Após quase 4 horas de espera em Torugart (preenchidas pela azáfama da passagem de camiões vazios para a China e o descarregar/carregar de camiões cheios vindos da China), o nosso transporte lá apareceu. “Nosso” é uma forma de dizer, pois não era um veículo todo-o-terreno, como combinado, mas sim um pequeno autocarro que tinha trazido para cima um grupo de turistas alpinistas. Mas o motorista tinha um papel com os nossos nomes, logo…

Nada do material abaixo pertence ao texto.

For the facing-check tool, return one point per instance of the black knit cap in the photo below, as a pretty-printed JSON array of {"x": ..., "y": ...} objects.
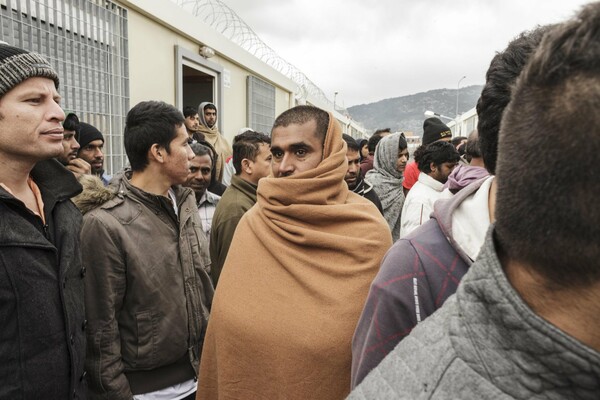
[
  {"x": 17, "y": 65},
  {"x": 88, "y": 133},
  {"x": 434, "y": 129}
]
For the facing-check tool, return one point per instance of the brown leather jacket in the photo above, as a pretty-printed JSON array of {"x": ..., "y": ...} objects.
[{"x": 148, "y": 292}]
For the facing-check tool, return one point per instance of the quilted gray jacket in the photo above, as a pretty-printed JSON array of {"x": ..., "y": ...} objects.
[{"x": 485, "y": 343}]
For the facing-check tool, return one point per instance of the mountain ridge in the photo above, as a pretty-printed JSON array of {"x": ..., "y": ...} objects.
[{"x": 405, "y": 113}]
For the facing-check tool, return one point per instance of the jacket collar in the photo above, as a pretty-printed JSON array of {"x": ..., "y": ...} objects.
[
  {"x": 502, "y": 339},
  {"x": 56, "y": 183}
]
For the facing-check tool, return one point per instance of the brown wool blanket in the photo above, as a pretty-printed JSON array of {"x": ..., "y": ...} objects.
[{"x": 293, "y": 287}]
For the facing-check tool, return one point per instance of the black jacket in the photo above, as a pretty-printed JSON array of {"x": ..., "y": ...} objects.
[{"x": 42, "y": 339}]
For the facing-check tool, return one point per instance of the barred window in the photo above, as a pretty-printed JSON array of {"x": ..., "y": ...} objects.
[
  {"x": 86, "y": 42},
  {"x": 261, "y": 105}
]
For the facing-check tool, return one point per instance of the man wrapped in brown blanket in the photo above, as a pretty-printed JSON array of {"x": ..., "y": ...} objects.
[{"x": 296, "y": 275}]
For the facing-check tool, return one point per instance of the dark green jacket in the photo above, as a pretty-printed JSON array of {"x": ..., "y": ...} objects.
[
  {"x": 239, "y": 197},
  {"x": 42, "y": 338}
]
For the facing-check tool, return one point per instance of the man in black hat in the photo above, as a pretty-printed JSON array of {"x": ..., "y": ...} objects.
[
  {"x": 433, "y": 130},
  {"x": 354, "y": 178},
  {"x": 42, "y": 340},
  {"x": 71, "y": 147},
  {"x": 92, "y": 143}
]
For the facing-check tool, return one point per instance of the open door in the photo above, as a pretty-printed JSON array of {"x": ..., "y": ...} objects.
[{"x": 197, "y": 87}]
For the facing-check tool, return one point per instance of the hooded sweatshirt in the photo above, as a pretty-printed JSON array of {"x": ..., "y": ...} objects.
[
  {"x": 387, "y": 181},
  {"x": 293, "y": 285},
  {"x": 419, "y": 273},
  {"x": 214, "y": 137}
]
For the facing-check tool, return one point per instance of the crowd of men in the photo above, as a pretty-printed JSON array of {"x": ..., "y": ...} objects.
[{"x": 302, "y": 264}]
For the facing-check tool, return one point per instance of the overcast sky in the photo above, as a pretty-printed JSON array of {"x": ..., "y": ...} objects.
[{"x": 373, "y": 50}]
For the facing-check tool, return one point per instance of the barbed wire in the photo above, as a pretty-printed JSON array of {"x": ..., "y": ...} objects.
[{"x": 224, "y": 20}]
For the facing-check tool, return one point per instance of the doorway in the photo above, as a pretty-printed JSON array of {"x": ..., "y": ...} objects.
[{"x": 197, "y": 87}]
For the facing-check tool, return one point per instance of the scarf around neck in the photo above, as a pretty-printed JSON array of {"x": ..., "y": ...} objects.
[
  {"x": 293, "y": 286},
  {"x": 387, "y": 181}
]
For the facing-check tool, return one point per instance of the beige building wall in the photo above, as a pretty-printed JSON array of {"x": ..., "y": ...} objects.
[{"x": 157, "y": 27}]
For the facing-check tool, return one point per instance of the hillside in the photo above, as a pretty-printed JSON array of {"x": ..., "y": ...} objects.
[{"x": 406, "y": 113}]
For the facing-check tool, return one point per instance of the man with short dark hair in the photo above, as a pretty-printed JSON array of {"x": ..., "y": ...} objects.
[
  {"x": 192, "y": 122},
  {"x": 42, "y": 339},
  {"x": 208, "y": 127},
  {"x": 524, "y": 321},
  {"x": 423, "y": 270},
  {"x": 68, "y": 158},
  {"x": 353, "y": 176},
  {"x": 148, "y": 292},
  {"x": 366, "y": 164},
  {"x": 91, "y": 143},
  {"x": 296, "y": 274},
  {"x": 433, "y": 130},
  {"x": 252, "y": 162},
  {"x": 199, "y": 179},
  {"x": 435, "y": 161}
]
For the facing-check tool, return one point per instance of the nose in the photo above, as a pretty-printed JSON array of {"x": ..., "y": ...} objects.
[
  {"x": 286, "y": 166},
  {"x": 55, "y": 112}
]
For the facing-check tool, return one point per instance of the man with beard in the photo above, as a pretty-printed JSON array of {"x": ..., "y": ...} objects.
[
  {"x": 199, "y": 180},
  {"x": 147, "y": 289},
  {"x": 252, "y": 161},
  {"x": 71, "y": 146},
  {"x": 42, "y": 339},
  {"x": 354, "y": 178},
  {"x": 208, "y": 127},
  {"x": 192, "y": 122},
  {"x": 92, "y": 142}
]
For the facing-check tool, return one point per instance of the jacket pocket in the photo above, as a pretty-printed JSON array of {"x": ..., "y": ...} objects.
[{"x": 146, "y": 339}]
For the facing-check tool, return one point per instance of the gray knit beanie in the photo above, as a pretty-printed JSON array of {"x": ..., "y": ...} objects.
[{"x": 17, "y": 65}]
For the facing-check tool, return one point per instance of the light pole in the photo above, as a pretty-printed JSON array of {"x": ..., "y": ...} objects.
[
  {"x": 457, "y": 92},
  {"x": 433, "y": 114}
]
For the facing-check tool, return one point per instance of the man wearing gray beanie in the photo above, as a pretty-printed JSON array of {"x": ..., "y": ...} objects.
[
  {"x": 91, "y": 141},
  {"x": 42, "y": 340}
]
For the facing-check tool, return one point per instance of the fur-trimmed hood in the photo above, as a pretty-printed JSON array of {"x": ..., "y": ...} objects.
[{"x": 94, "y": 193}]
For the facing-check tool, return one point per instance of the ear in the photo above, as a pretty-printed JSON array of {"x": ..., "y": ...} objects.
[
  {"x": 247, "y": 166},
  {"x": 157, "y": 153}
]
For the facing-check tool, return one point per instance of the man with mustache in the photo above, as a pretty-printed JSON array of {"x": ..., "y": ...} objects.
[
  {"x": 353, "y": 176},
  {"x": 42, "y": 340}
]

Despedimo-nos do nosso motorista quirguiz e um outro chinês mal-encarado (o nosso “guia”?) aponta-nos o autocarro. Pensei “Isto deve ser só o transporte até aos serviços de fronteira chineses, onde o nosso transporte estará à nossa espera.” Às vezes, sou tão ingénuo… Fomos sempre nesse autocarro, às vezes acompanhados por militares, mas quase sempre sozinhos, percorrendo uma longa e sinuosa estrada que acompanha o leito seco de um rio, numa paisagem seca e inóspita.
A dada altura, o nosso simpático “guia” pergunta num inglês indecifrável, pelo “paper” (“O papel? Qual papel?”). Ainda me assustei, pois a última cópia das nossas permissões de fronteira tinha ficado com o motorista quirguiz. De repente, o militar mais graduado manda para o autocarro, sai e faz paragem a um camião que vinha em sentido contrário. (“Queres ver que nos vão mandar de volta?”) O motorista do camião dá-lhe uns lenços de papel e ele dirige-se às pedras ao lado. Só aí se fez luz… Ah, esse papel (toilet paper)!
Atravessamos a alfândega chinesa (a 100 km do passo) sem problemas e o nosso motorista e “guia” ainda tiveram tempo para almoçar, enquanto nós esperávamos no autocarro… Finalmente, chegados a Kashgar, o “guia” saiu mais cedo com um “bye” e o motorista levou-nos a um hotel onde se encontrava o escritório da agência, onde desembolsamos os dólares pelo excelente serviço prestado!
Mas o que importava era que tínhamos atravessado as montanhas e o passo de Torugart, estávamos em território chinês e chegáramos a Kashgar, a cidade famosa pela encruzilhada de culturas chinesa e centro-asiática. O resto é papel!